Chavez, who will be sworn in Wednesday to a third term that runs through 2013, also said he wanted a constitutional amendment to eliminate the autonomy of the Central Bank and would soon ask the National Assembly, solidly controlled by his allies, to give him greater powers to legislate by presidential decree.
I think what is happening in Venezuela is worth watching closely as a case study in the difficulties of bringing a capitalist economy under democratic control so that it can serve the needs of the still poor majority of humanity.
Critics of Chavez will undoubtedly be quick to attack these moves as evidence of his dictatorial ambitions, and the reference to expanded powers to rule by decree is troubling (though I think it prudent to reserve judgement until we know the specifics, which we probably won't get from CNN).

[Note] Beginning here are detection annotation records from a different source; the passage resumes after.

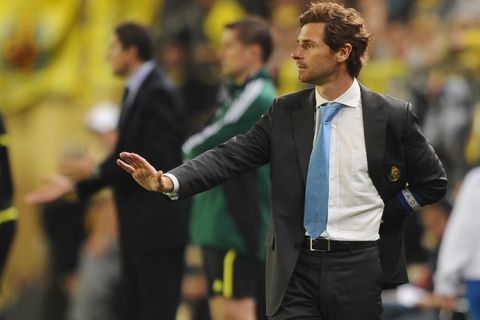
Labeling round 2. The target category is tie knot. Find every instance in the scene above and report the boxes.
[320,102,343,123]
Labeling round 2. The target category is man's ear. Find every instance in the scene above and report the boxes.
[336,43,352,62]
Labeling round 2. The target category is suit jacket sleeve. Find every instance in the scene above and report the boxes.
[169,106,271,199]
[380,104,447,233]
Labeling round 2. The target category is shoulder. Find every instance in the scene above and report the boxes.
[464,166,480,187]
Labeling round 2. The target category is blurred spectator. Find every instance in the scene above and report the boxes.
[435,167,480,320]
[183,17,275,320]
[66,102,120,320]
[384,200,451,320]
[0,115,17,282]
[27,23,188,320]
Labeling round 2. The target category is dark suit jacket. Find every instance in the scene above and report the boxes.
[77,70,188,255]
[171,87,447,315]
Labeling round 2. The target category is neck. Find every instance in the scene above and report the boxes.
[127,60,146,78]
[316,75,353,101]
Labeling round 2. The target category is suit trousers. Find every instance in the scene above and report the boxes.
[119,247,185,320]
[270,246,383,320]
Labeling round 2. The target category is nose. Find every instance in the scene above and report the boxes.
[290,46,302,60]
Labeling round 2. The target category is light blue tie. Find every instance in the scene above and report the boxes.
[303,102,343,239]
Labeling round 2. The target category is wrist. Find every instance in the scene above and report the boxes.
[160,174,174,193]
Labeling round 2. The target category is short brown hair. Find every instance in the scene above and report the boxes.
[225,16,273,62]
[298,2,371,77]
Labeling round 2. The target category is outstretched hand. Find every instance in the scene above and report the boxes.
[117,152,173,192]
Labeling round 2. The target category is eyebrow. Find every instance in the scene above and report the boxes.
[297,39,317,45]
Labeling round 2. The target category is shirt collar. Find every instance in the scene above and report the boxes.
[315,79,361,108]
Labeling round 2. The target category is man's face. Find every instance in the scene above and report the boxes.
[291,23,340,85]
[219,29,251,80]
[108,35,129,77]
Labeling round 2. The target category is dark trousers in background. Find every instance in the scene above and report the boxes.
[0,220,17,276]
[270,247,383,320]
[120,247,185,320]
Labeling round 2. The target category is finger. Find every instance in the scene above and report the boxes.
[117,159,135,174]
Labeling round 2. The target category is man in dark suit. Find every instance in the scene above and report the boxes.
[29,23,188,320]
[117,2,447,320]
[0,114,18,280]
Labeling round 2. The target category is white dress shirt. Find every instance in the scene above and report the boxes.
[315,79,384,241]
[165,79,384,241]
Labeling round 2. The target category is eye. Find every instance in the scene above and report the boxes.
[302,42,313,50]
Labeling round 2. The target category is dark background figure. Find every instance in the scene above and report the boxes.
[118,2,447,320]
[0,115,17,280]
[28,23,188,320]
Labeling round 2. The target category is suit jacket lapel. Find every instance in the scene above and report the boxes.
[360,85,387,190]
[292,89,315,183]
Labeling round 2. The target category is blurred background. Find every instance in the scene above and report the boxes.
[0,0,480,320]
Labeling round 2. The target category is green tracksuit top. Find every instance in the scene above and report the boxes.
[183,70,276,259]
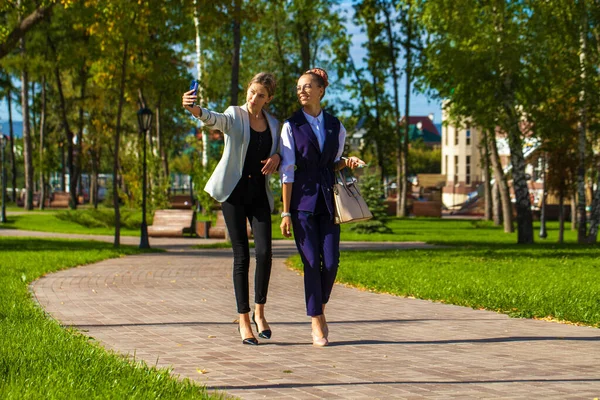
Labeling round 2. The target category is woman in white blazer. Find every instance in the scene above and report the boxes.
[182,72,281,345]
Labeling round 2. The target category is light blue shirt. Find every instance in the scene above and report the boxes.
[279,110,346,183]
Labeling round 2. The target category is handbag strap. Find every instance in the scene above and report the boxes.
[337,167,358,197]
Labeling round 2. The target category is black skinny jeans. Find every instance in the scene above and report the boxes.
[221,198,273,314]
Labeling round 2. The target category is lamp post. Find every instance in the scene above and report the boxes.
[0,134,8,223]
[137,107,152,249]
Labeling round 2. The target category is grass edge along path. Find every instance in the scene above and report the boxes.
[288,219,600,328]
[0,237,224,399]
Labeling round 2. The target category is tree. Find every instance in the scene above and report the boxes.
[0,0,56,59]
[420,0,533,244]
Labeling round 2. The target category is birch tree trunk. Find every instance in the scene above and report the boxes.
[492,180,502,226]
[400,7,412,217]
[383,4,406,217]
[587,164,600,243]
[577,1,587,243]
[194,0,209,168]
[113,40,129,247]
[6,88,17,203]
[231,0,242,106]
[39,75,48,210]
[558,189,565,243]
[503,82,533,244]
[487,130,514,233]
[19,18,33,210]
[479,131,493,221]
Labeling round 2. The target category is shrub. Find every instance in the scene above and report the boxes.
[350,169,392,233]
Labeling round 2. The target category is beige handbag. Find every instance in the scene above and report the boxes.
[333,171,373,224]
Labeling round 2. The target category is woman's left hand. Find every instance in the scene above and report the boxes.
[260,153,281,175]
[344,156,366,169]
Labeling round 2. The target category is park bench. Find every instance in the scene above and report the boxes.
[208,210,252,240]
[49,192,70,208]
[169,194,194,210]
[148,210,196,237]
[412,200,442,218]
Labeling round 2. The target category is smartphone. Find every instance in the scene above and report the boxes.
[190,79,198,107]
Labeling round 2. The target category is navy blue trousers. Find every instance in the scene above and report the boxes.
[292,211,340,317]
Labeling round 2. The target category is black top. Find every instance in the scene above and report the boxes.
[227,124,273,204]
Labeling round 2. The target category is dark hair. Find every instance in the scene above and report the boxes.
[304,68,329,98]
[247,72,277,96]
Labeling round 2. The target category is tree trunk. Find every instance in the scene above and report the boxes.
[487,130,514,233]
[295,6,311,73]
[48,37,77,210]
[39,75,48,210]
[570,194,577,231]
[231,0,242,106]
[479,130,490,220]
[540,155,548,239]
[558,189,565,243]
[21,27,33,210]
[6,86,17,203]
[577,1,587,243]
[194,0,208,167]
[58,141,67,192]
[492,180,502,226]
[113,40,129,247]
[587,166,600,243]
[383,4,400,217]
[502,88,533,244]
[0,0,56,59]
[400,7,412,217]
[90,144,99,208]
[70,59,88,204]
[156,93,170,186]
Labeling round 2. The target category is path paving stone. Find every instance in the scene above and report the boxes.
[0,230,600,400]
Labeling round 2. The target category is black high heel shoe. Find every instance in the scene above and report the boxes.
[238,325,258,346]
[252,313,271,339]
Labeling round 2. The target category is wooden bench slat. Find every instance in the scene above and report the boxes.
[148,210,196,237]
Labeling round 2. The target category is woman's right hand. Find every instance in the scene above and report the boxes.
[181,90,201,117]
[279,217,292,237]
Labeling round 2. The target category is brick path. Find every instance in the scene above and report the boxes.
[0,230,600,400]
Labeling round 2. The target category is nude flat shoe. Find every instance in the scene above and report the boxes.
[312,332,329,347]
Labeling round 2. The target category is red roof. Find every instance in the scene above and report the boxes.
[401,116,440,136]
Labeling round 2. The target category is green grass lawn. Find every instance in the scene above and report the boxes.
[290,219,600,327]
[0,209,141,236]
[0,237,223,399]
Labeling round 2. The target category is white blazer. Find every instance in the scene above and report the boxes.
[199,104,279,211]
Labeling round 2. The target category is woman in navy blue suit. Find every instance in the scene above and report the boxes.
[280,68,364,346]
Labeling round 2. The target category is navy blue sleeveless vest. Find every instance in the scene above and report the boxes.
[288,110,341,216]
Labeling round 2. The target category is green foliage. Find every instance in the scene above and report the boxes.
[292,218,600,327]
[2,207,139,236]
[0,237,220,399]
[192,159,217,215]
[408,141,442,175]
[350,168,391,234]
[56,208,143,230]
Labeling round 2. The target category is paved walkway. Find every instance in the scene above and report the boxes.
[0,230,600,400]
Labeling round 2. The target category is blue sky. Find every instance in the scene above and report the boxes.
[0,1,442,123]
[341,1,442,123]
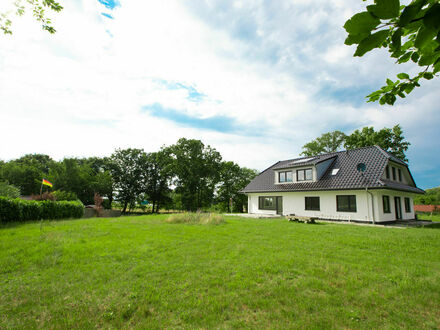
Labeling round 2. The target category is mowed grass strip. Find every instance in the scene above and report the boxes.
[0,216,440,329]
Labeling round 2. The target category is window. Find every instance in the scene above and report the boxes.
[296,168,313,181]
[305,197,319,211]
[405,197,411,213]
[258,196,276,210]
[336,195,356,212]
[278,171,292,183]
[382,196,391,213]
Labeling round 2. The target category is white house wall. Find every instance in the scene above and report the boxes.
[248,190,414,222]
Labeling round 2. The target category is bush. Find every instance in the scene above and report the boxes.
[165,212,225,225]
[0,182,20,198]
[0,197,84,222]
[52,190,78,201]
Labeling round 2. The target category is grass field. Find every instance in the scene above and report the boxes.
[417,213,440,222]
[0,216,440,329]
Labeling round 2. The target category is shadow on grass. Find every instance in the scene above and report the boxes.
[417,222,440,229]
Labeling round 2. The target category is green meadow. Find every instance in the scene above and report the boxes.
[0,215,440,329]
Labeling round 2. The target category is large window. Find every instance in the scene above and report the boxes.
[258,196,276,210]
[382,196,391,213]
[278,171,292,183]
[405,197,411,213]
[305,197,319,211]
[336,195,356,212]
[296,168,313,181]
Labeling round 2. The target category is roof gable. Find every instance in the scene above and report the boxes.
[242,146,423,193]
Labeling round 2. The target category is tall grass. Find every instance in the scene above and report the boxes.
[165,212,225,225]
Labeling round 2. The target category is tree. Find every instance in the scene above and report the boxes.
[144,149,171,213]
[217,162,258,212]
[0,181,20,198]
[164,138,222,211]
[302,125,410,161]
[111,149,147,213]
[2,154,55,195]
[0,0,63,34]
[414,187,440,205]
[345,125,410,161]
[344,0,440,105]
[301,131,346,157]
[48,158,94,205]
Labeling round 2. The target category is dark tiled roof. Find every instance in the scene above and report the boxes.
[272,154,336,170]
[242,146,424,193]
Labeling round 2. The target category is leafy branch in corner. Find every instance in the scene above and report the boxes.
[0,0,63,34]
[344,0,440,105]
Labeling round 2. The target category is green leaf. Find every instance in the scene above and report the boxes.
[423,3,440,31]
[423,72,434,80]
[405,84,414,94]
[433,58,440,73]
[367,0,400,19]
[344,33,370,46]
[419,53,440,66]
[344,11,380,35]
[391,28,402,51]
[397,0,426,27]
[414,27,437,49]
[353,30,389,56]
[397,52,413,63]
[411,52,420,63]
[397,72,409,79]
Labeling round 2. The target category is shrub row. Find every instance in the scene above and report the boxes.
[0,197,84,222]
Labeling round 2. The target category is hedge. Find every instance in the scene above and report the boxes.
[0,197,84,222]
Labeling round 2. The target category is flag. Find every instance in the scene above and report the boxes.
[42,179,53,188]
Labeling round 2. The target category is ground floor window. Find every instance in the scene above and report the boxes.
[405,197,411,213]
[278,171,292,183]
[258,196,276,210]
[336,195,356,212]
[382,196,391,213]
[305,197,319,211]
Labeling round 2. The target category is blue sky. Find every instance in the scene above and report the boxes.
[0,0,440,188]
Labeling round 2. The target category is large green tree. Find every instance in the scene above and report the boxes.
[217,161,258,212]
[302,125,410,161]
[111,148,148,213]
[144,149,172,213]
[2,154,55,195]
[166,138,222,211]
[344,0,440,105]
[301,131,346,156]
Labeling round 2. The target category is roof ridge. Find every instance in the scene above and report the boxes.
[280,145,380,162]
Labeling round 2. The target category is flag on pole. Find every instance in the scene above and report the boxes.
[41,179,53,188]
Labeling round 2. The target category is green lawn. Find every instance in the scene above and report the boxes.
[417,213,440,221]
[0,216,440,329]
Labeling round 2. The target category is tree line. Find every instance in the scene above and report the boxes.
[0,138,257,212]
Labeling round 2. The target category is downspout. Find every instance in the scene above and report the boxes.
[365,187,376,225]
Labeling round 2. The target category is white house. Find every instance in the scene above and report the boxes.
[242,146,424,223]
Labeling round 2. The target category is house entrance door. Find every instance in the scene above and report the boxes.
[277,196,283,215]
[394,197,402,220]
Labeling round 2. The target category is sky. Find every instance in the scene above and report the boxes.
[0,0,440,189]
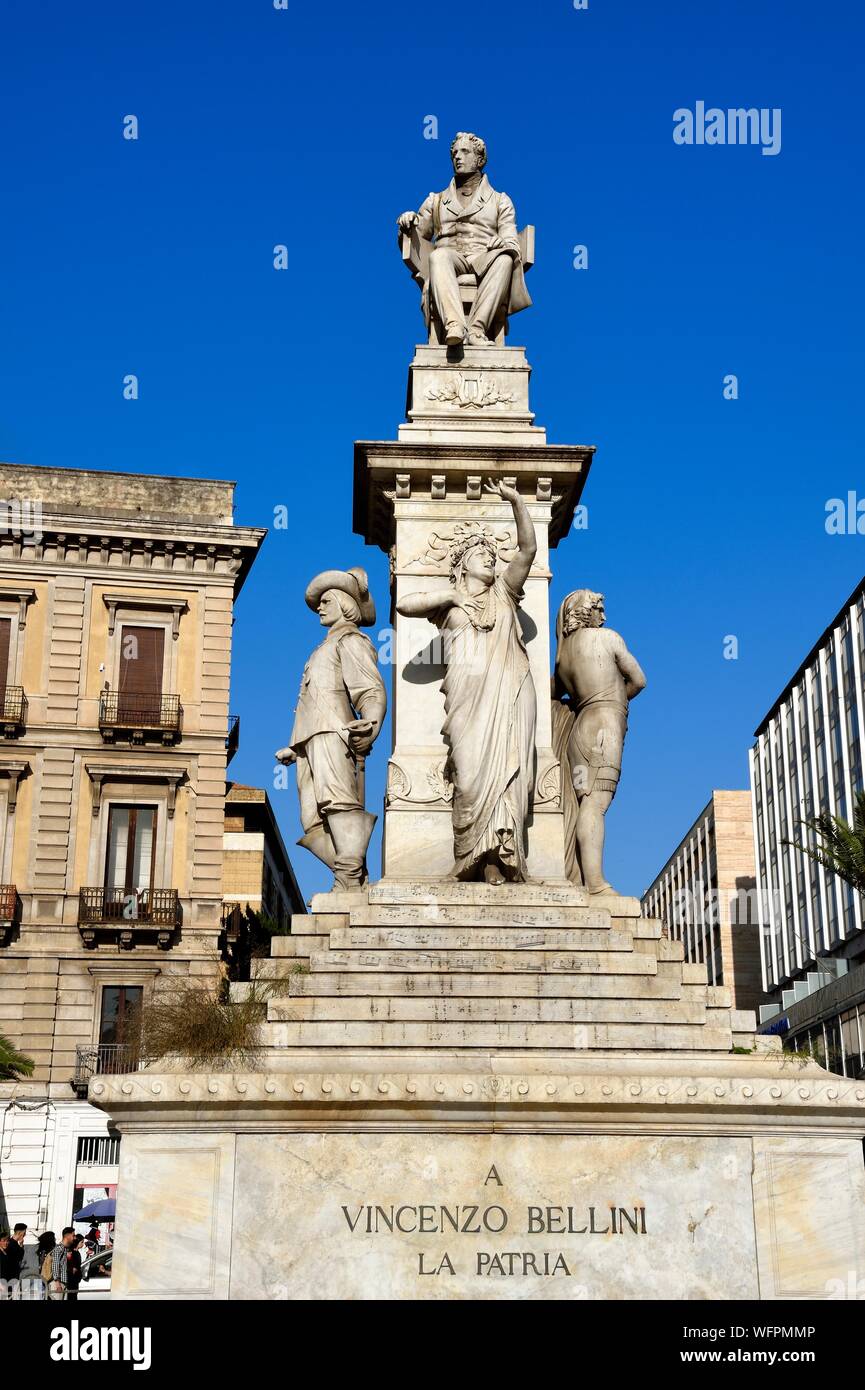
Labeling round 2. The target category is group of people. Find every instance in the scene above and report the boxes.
[0,1222,108,1300]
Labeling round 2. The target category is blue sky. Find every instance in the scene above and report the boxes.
[0,0,865,892]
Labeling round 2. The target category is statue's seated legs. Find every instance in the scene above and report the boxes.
[430,246,513,346]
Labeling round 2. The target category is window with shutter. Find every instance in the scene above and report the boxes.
[118,623,165,724]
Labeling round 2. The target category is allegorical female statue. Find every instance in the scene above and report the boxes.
[552,589,645,892]
[396,481,537,883]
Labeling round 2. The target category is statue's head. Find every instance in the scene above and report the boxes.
[562,589,606,637]
[451,131,487,174]
[303,566,375,627]
[451,535,496,587]
[317,589,360,627]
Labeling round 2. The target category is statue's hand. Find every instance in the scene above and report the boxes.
[484,478,520,502]
[346,719,378,758]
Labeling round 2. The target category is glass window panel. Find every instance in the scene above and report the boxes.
[106,806,129,888]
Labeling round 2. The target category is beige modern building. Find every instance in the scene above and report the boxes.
[0,464,264,1229]
[641,791,765,1009]
[223,781,306,980]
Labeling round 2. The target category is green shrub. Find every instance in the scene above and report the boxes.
[0,1034,36,1081]
[142,981,267,1072]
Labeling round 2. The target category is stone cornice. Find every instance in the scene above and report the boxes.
[85,762,186,820]
[89,1055,865,1134]
[102,589,189,642]
[0,513,267,595]
[352,439,595,552]
[0,580,36,628]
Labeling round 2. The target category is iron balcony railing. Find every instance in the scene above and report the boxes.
[99,691,184,739]
[78,888,181,927]
[225,714,241,766]
[72,1043,147,1095]
[0,883,18,922]
[0,685,26,738]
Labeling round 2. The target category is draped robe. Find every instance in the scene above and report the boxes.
[438,575,535,881]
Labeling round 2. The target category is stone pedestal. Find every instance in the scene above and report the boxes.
[355,346,594,878]
[89,878,865,1300]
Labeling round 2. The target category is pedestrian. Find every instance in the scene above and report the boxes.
[49,1226,75,1300]
[67,1236,83,1301]
[7,1222,26,1279]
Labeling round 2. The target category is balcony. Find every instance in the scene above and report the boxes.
[99,691,184,744]
[78,888,182,951]
[225,714,241,767]
[0,685,26,738]
[0,883,21,947]
[72,1043,147,1095]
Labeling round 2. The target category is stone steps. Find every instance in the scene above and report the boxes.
[328,926,634,951]
[369,878,592,910]
[291,963,692,1002]
[309,942,661,976]
[270,931,331,960]
[263,1020,733,1052]
[267,995,706,1026]
[237,881,750,1052]
[349,902,611,931]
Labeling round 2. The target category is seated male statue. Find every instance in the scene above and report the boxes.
[396,131,531,348]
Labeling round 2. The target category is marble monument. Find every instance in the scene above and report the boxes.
[89,135,865,1300]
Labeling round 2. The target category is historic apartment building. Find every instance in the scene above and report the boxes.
[641,791,765,1009]
[0,464,264,1230]
[750,569,865,1076]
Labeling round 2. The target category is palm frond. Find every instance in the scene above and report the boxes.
[782,791,865,892]
[0,1034,36,1081]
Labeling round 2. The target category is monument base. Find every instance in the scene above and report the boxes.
[90,1052,865,1300]
[89,878,865,1300]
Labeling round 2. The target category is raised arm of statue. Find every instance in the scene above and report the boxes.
[485,478,538,594]
[396,587,458,621]
[339,632,388,756]
[616,638,645,699]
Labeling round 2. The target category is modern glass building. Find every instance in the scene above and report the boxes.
[750,580,865,1074]
[641,791,765,1009]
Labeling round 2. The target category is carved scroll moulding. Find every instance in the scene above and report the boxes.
[427,371,513,410]
[385,756,453,806]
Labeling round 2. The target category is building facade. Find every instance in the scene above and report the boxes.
[0,464,264,1229]
[641,791,765,1009]
[750,581,865,1074]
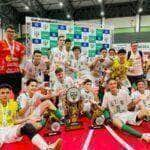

We can rehash those arguments here if we wish. But what I'm really interested in is a discussion of what it means to try to carry out a transition to a socialist society by democratic means in the context of powerful hostile international forces, in this case the United States, seeking every opportunity to sabotage such a dangerous example to the rest of the world.
Leaving aside, if we can, the merits of a socialist economy as an objective, the Venezuelan people have democratically elected (several times now) a government explicitly committed to such an objective. My question is what does Venezuela tell us about how this can be carried out while
- maintaining democratic rights
AND
- defending the process against the powerful anti-democratic forces (U.S. imperialism, the Venezuelan oligarchy and its anxious middle-class "allies," that are determined to sabotage it.